The most outstanding progressive of the 1920s was Robert M. La Follette Sr., a Wisconsin Republican governor and later U. S. senator (1906-1925), who in 1924 became the Progressive Party candidate for president. Debs’s Socialist Party did not run its own candidate, but instead backed La Follette (who a Senate committee in 1959 named as one of our country’s five greatest senators). In 1909 he founded a magazine that in 1929 changed its name to The Progressive, a name it retains until the present. The publication’s goal was the “winning back for the people the complete power over government —national, state, and municipal—which has been lost to them.” La Follette also “attacked private greed in the form of corporate monopolies that hoarded power. He championed the public interest, campaigning for social and economic justice. And he urged the United States not to entangle itself in foreign wars.” According to the Progressive’s website, “the views of the magazine have remained remarkably consistent over the years.”

In the days leading up to the 2016 Wisconsin presidential primary, Bernie Sanders praised La Follette’s progressivism and also Milwaukee socialist mayor (1948-1960) Frank Zeidler. In Wisconsin, progressives in the La Follette mold often supported Zeidler’s urban efforts.

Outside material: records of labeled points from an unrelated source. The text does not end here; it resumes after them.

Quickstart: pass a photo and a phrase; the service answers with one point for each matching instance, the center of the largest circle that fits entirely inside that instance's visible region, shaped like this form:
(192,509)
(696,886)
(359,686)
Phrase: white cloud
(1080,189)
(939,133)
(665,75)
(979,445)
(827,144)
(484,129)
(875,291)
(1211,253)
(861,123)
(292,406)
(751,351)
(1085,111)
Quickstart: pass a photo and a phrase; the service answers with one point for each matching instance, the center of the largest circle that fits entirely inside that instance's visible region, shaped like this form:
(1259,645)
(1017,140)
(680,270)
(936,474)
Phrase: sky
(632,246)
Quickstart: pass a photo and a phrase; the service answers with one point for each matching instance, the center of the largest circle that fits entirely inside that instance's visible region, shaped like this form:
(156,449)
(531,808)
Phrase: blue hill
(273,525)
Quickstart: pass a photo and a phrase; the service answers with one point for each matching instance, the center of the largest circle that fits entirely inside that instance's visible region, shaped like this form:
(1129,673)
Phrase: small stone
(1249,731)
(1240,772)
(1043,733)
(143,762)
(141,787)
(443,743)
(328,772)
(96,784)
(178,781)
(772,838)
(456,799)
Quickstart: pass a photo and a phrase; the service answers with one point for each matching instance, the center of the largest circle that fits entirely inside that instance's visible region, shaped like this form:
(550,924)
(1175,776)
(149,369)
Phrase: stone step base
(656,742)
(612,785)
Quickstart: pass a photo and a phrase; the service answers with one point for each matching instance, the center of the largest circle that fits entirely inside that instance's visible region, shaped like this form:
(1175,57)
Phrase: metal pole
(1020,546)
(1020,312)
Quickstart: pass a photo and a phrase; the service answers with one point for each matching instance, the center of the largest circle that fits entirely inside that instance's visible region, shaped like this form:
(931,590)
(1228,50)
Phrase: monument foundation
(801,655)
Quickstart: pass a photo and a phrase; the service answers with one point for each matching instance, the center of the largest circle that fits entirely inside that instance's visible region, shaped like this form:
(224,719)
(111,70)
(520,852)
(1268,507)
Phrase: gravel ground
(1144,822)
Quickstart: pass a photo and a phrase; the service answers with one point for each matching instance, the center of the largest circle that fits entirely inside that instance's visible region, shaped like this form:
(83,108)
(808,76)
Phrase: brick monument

Sanders is a progressive in the tradition of La Follette and a socialist akin to Zeidler. The Atlantic article mentioned in this essay’s first paragraph makes some good points, but it and the New York pastor also quoted above are wrong to ignore the rich tradition of democratic socialism and progressivism that Bernie Sanders embraces. It may be debatable whether these two movements offer valuable remedies for what ails our country today, but they are far different than any past Soviet-style socialism.